The Winners Have One Thing in Common
Eternal, formerly Zomato, listed at ₹115 in 2021 and now trades near ₹246, a return of roughly 100%. The company’s Q4 FY26 profit surged 346% as Blinkit scaled aggressively and food delivery margins improved to 4.4% of GOV. The market stopped valuing Zomato as a cash-burning startup and started valuing it as infrastructure for urban consumption.
The Other Side of the Story
Le Travenues Technology, which operates Ixigo, may be the most under-discussed internet success story in India right now. Despite being listed at ₹138, the stock ended at the listing day close of ₹169, and has been muted since last year, and the credits go to the recent geopolitical instability
However, the difference is market positioning. Ixigo controls nearly 51% of India’s online rail-ticketing ecosystem and benefits from massive user stickiness. Railway distribution at scale is not easy to replicate, which gives the company something markets reward heavily: defensibility.
FSN E-Commerce Ventures, which operates Nykaa, tells the opposite story. The stock listed at ₹2,018 pre-split is valued at ₹367 post-split and now trades near ₹273, down almost 30.78%. Swiggy, listed at ₹412, is also trading roughly 38% below its IPO price despite strong brand recall and quick-commerce expansion.
Even Unicommerce eSolutions, despite reporting 52% revenue growth and international profitability across six markets, still trades 54.63% below its IPO price. The market is no longer rewarding “internet company” as a category. It is rewarding pricing power, monopoly positioning, and visible profitability.
Why ICICI Securities Is Still Bullish
According to a recent report highlighted by Financial Express, ICICI Securities believes India may now be entering the same per-capita income phase that triggered China’s digital consumption explosion between 2006 and 2012.
The brokerage expects: India’s e-commerce GMV to touch $214 billion by FY30, Food delivery to become a $20–26 billion market, Online travel (OTA) to grow at a 14% CAGR over the next few years
The structural logic is simple. Rising disposable incomes, urbanisation, UPI adoption, smartphone penetration, and lower-friction digital infrastructure are pushing India deeper into platform-led consumption, exactly the transition China witnessed during its internet boom years.

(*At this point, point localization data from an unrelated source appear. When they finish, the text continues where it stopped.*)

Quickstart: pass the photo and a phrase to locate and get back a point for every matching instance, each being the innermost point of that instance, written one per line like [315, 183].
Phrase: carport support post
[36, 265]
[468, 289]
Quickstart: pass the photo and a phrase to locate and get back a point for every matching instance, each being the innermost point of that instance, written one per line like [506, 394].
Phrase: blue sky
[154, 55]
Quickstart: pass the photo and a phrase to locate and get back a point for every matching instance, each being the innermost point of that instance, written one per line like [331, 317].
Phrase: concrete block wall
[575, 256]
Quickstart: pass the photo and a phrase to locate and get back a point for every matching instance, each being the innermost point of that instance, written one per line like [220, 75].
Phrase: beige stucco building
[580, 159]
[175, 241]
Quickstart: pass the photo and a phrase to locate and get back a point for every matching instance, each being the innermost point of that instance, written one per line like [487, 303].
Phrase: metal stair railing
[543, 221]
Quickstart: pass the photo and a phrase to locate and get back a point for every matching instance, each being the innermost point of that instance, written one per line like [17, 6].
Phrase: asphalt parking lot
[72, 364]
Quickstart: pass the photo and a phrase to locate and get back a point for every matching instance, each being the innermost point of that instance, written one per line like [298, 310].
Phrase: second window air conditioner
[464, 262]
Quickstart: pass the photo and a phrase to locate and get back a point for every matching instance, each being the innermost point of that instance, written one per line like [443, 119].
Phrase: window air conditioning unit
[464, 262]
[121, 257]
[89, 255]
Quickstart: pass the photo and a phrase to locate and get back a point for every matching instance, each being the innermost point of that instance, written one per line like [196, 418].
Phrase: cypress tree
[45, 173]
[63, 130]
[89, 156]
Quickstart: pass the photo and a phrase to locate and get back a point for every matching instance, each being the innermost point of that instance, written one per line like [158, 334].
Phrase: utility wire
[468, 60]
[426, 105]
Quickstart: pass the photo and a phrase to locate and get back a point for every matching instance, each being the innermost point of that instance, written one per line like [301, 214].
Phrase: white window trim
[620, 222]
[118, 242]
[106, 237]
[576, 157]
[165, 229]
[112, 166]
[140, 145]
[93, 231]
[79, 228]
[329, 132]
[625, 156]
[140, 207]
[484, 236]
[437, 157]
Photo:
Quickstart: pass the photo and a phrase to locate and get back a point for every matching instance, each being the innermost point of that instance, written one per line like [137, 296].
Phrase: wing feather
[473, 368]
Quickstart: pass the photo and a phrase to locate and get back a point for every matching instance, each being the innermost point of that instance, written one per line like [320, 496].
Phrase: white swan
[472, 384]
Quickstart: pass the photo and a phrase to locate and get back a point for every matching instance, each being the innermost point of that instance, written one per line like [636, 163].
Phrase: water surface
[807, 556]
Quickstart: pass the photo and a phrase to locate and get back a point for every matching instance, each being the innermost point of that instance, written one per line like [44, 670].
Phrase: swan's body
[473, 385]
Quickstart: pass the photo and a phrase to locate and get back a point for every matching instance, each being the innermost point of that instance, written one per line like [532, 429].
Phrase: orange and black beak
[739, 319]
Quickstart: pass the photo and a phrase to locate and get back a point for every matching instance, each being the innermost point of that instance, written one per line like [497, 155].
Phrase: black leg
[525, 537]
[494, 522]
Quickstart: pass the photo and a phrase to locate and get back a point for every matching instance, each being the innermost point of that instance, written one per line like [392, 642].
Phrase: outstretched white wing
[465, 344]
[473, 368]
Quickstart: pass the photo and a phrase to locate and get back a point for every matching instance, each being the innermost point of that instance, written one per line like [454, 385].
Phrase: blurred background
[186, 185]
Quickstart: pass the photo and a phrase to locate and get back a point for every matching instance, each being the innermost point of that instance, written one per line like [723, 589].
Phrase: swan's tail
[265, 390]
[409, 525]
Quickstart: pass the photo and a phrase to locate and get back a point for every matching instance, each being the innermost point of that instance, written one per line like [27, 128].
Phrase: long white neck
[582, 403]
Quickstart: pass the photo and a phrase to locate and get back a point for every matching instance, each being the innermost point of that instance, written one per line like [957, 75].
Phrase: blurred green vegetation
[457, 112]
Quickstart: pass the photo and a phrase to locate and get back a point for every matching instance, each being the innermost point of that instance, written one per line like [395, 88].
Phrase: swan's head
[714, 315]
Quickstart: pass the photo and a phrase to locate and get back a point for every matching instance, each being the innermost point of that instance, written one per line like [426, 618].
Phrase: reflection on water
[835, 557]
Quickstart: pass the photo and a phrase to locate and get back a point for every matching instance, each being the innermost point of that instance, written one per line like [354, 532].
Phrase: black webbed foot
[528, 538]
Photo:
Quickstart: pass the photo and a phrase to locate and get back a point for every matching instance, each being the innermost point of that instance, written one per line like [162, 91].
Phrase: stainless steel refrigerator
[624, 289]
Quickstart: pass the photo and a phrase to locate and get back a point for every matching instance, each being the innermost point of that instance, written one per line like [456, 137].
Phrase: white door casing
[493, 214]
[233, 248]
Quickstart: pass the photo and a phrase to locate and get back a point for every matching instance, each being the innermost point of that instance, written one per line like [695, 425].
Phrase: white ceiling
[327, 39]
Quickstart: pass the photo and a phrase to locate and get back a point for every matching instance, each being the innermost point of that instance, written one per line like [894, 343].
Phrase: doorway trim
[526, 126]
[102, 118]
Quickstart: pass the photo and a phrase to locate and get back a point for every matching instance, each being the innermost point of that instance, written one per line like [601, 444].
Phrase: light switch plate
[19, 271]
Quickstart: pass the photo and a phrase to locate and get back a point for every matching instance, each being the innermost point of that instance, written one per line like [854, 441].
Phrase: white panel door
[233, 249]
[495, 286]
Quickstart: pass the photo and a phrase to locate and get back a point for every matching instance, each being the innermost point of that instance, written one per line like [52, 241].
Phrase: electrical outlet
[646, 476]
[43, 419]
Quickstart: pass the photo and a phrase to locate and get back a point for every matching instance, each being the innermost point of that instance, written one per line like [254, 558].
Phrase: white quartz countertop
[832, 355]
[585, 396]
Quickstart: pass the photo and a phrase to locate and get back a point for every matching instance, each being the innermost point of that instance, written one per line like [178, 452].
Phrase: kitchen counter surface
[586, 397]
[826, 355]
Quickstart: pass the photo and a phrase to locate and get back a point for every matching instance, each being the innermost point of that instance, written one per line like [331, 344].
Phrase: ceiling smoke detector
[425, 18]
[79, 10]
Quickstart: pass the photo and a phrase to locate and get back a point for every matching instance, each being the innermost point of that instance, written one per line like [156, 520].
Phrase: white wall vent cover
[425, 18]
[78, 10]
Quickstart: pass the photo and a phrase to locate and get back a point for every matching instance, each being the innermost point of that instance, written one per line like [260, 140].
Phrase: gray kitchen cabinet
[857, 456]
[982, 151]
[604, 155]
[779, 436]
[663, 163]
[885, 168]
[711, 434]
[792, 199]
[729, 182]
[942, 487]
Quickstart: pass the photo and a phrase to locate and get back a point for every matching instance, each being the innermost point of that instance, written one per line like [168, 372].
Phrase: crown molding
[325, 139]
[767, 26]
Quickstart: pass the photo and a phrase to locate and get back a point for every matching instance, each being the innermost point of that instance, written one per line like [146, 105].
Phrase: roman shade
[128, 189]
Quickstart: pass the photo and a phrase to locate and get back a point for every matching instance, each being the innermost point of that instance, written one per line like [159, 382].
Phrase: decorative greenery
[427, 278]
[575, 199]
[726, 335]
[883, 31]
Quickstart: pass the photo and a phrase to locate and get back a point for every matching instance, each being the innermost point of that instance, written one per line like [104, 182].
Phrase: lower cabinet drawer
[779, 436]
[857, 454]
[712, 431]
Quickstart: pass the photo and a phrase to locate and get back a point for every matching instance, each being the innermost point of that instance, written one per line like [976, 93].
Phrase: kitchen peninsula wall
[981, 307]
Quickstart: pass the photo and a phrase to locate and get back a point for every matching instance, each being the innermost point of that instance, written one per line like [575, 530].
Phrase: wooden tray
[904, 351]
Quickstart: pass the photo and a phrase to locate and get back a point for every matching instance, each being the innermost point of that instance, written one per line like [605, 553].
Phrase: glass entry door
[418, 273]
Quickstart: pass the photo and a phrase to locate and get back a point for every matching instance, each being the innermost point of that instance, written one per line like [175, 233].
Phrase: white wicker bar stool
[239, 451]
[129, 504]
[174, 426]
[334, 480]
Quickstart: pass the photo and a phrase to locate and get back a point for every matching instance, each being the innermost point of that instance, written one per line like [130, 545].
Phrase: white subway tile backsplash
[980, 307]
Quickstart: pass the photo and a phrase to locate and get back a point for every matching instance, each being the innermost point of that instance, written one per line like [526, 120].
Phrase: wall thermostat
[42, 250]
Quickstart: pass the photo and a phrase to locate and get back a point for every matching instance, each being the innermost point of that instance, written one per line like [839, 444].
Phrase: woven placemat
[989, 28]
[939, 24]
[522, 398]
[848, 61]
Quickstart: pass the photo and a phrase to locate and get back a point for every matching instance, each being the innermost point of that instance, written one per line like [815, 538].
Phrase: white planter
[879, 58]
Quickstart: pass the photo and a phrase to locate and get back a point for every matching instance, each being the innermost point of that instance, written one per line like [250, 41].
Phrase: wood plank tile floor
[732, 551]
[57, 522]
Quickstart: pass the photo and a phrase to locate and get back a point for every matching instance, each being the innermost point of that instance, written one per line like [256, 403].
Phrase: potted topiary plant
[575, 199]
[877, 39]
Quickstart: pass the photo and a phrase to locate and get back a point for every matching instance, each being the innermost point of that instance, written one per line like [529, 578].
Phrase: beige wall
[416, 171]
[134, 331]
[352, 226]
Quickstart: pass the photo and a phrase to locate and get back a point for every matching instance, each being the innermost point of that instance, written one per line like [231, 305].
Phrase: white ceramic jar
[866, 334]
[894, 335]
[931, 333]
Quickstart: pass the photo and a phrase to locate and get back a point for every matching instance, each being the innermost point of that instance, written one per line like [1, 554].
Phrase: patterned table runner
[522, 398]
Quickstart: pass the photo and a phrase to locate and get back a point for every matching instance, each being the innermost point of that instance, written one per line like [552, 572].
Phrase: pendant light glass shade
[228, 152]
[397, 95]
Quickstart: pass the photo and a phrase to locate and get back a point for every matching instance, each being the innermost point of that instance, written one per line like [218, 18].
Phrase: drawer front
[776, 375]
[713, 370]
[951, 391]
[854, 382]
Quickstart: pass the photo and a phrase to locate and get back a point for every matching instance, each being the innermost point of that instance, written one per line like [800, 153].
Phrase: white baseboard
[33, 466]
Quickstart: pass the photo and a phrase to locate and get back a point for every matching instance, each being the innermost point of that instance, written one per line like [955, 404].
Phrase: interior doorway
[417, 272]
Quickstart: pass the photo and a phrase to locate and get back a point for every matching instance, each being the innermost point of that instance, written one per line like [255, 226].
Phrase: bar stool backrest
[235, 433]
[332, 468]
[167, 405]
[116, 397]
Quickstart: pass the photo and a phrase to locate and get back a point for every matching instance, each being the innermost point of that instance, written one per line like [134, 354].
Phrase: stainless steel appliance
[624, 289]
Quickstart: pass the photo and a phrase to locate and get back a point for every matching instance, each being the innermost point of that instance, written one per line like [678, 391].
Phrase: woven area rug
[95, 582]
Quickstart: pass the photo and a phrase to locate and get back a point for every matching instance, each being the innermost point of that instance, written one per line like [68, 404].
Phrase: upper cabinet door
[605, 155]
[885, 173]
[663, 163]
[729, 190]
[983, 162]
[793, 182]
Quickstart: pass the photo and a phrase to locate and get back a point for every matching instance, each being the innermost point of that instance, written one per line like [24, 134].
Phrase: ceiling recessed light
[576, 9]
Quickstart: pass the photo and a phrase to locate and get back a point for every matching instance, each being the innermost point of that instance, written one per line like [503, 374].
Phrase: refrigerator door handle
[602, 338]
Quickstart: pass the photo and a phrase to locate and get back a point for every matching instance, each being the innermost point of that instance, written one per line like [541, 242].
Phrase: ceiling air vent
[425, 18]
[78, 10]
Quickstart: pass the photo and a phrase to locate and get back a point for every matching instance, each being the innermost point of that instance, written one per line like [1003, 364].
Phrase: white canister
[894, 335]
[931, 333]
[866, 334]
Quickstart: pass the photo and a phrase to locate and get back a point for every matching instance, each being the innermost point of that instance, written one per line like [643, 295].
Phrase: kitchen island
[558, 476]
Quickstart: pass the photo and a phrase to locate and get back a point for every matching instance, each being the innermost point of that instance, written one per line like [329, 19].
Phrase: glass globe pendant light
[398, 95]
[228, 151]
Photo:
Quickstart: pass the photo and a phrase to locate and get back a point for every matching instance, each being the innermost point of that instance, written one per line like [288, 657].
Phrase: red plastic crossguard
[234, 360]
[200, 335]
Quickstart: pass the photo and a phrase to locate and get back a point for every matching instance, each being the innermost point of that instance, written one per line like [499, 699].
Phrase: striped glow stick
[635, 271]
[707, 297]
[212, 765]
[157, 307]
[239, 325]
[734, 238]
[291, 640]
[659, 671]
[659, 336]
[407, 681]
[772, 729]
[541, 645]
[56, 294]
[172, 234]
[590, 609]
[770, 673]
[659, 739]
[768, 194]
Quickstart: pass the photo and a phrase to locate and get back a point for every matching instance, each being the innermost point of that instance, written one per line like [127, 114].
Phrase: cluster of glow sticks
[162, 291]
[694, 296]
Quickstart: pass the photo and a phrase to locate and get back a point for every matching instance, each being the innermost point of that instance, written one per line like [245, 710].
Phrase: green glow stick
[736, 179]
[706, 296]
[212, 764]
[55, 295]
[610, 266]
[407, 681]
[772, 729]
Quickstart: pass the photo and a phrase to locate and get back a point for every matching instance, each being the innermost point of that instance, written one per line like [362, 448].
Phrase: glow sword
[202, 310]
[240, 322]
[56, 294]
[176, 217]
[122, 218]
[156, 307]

The Market Is Now Choosing Platforms, Not Apps
The biggest lesson from the last four years is that not every internet company becomes a compounding platform. Food delivery with logistics density can scale profitably. Rail-ticketing ecosystems can create natural monopolies. SaaS infrastructure businesses can build sticky enterprise relationships.
Key Risks Investors Should Not Ignore
Despite the long-term digital opportunity, risks remain significant. Internet businesses still face intense competition, high customer acquisition costs, and pressure to maintain growth while turning profitable. Premium valuations can correct sharply if earnings disappoint, while regulatory changes around data, pricing, labour practices, or platform dominance could directly impact margins and scalability across multiple digital business models.
Market Takeaway
India’s digital consumption story is very real. The sector itself is not the problem anymore. The problem is valuation discipline and business quality. The next phase of internet investing may look very different from the previous one. Markets are no longer rewarding growth at any cost. They are rewarding platforms with scale advantages, profitability visibility, and customer stickiness.
And that explains why one internet IPO became a multibagger while another destroyed three-fourths of investor wealth, even though both were sold under the exact same “digital India” narrative.